Note that condition (2) is an affine linear condition on $X$. Solving linear equations with the constraint that variables be positive semidefinite matrices is what SD programming is all about.

Working a little bit harder, you should be able to copy Peter Shor's trick here and maximize $r$ subject to the SD program $$\Delta^2 = r \Delta + (g_1 \ g_2 \ g_3 \ \cdots \ g_t)^T X(g_1^{-1} \ g_2^{-1} \ \cdots \ g_t^{-1} ),\ X \ \textrm{positive semi definite};$$ so you get a spectral gap if the optimal $r$ is positive.

I expect the hard part will be choosing the set $T$ to use; I have no ideas about this.

I think it is appropriate to let MO users know (the OP himself knows it well) that this question was recently solved: it is feasible to provide a computer based proof for property (T) using the Ozawa Equation and this method was applied successfully to the groups mentioned in the question.
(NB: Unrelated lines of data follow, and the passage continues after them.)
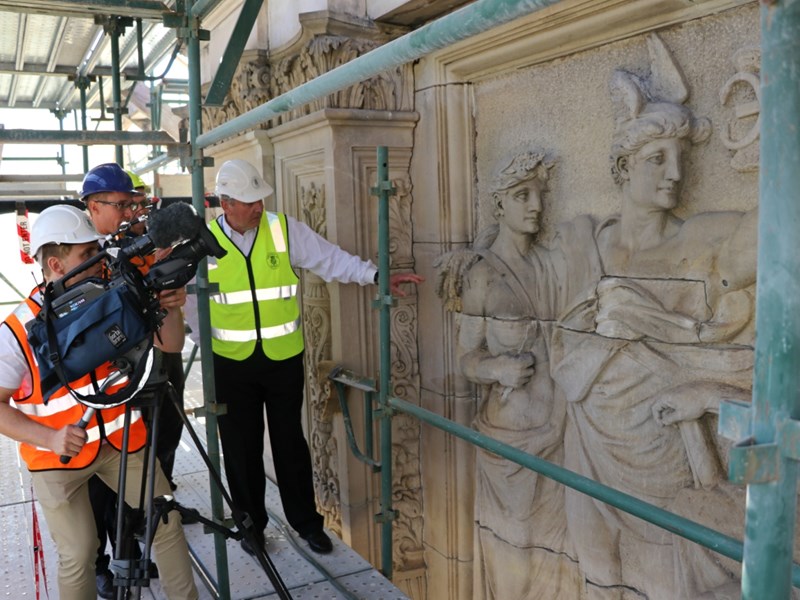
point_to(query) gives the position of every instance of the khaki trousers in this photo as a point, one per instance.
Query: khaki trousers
(64, 497)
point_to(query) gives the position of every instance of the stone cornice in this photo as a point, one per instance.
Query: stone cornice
(325, 22)
(564, 28)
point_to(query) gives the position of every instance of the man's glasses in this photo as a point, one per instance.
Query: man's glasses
(121, 206)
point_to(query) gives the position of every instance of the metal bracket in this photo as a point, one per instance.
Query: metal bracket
(389, 300)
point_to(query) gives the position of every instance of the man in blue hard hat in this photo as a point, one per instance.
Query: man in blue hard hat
(111, 199)
(257, 343)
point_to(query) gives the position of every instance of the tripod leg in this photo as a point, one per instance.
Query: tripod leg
(238, 517)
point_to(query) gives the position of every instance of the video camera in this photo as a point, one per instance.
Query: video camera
(93, 321)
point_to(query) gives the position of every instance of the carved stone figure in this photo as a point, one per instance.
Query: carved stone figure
(508, 301)
(649, 349)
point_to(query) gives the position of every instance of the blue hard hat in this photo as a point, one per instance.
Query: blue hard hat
(108, 177)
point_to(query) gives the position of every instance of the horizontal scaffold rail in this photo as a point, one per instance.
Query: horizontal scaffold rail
(145, 9)
(86, 138)
(459, 25)
(40, 178)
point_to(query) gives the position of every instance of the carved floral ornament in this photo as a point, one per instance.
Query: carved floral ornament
(742, 91)
(258, 80)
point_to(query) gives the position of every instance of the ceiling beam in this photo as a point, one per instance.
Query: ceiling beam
(85, 138)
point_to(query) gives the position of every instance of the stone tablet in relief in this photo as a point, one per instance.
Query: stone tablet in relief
(742, 91)
(647, 351)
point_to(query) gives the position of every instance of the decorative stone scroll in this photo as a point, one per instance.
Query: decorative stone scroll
(317, 331)
(743, 92)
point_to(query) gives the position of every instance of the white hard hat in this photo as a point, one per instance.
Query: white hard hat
(62, 224)
(239, 180)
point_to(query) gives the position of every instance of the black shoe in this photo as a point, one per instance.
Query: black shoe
(105, 585)
(248, 547)
(318, 541)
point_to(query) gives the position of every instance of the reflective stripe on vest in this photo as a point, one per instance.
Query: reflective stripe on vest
(257, 297)
(62, 409)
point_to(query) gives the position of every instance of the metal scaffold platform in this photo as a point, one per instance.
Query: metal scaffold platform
(342, 574)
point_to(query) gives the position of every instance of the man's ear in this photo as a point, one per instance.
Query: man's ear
(55, 267)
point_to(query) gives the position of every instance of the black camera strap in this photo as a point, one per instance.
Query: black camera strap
(101, 399)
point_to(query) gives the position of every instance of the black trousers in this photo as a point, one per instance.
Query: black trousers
(248, 387)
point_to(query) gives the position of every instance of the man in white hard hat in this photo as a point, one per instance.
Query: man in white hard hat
(257, 340)
(62, 238)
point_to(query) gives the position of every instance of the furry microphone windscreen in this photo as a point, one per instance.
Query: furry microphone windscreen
(175, 222)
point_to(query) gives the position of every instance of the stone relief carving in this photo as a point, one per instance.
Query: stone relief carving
(743, 91)
(628, 331)
(249, 89)
(408, 551)
(664, 333)
(258, 79)
(389, 90)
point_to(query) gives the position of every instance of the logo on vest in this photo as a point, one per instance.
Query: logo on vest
(116, 336)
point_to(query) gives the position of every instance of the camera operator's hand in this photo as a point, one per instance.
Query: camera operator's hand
(172, 298)
(68, 440)
(172, 334)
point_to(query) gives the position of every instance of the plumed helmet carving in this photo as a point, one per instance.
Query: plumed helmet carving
(240, 180)
(108, 177)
In particular, the famous open problem alluded to above is now solved. The computation is done via semidefinite programming, as suggested by David Speyer in his answer.

It is now known that the group $\mathrm{Aut}(F_n)$ has property (T) iff $n\geq 4$.

For $n\geq 5$ this is shown in Kaluba-Kielak-Nowak. The case $n=5$ was treated earlier in Kaluba-Nowak-Ozawa and the case $n=4$ was recently settled in Nitsche. Some earlier positive results were obtained in Netzer-Thom and Fujiwara-Kabaya. $\mathrm{Aut}(F_2)$ and $\mathrm{Aut}(F_3)$ are known not to have (T). This is all quite remarkable.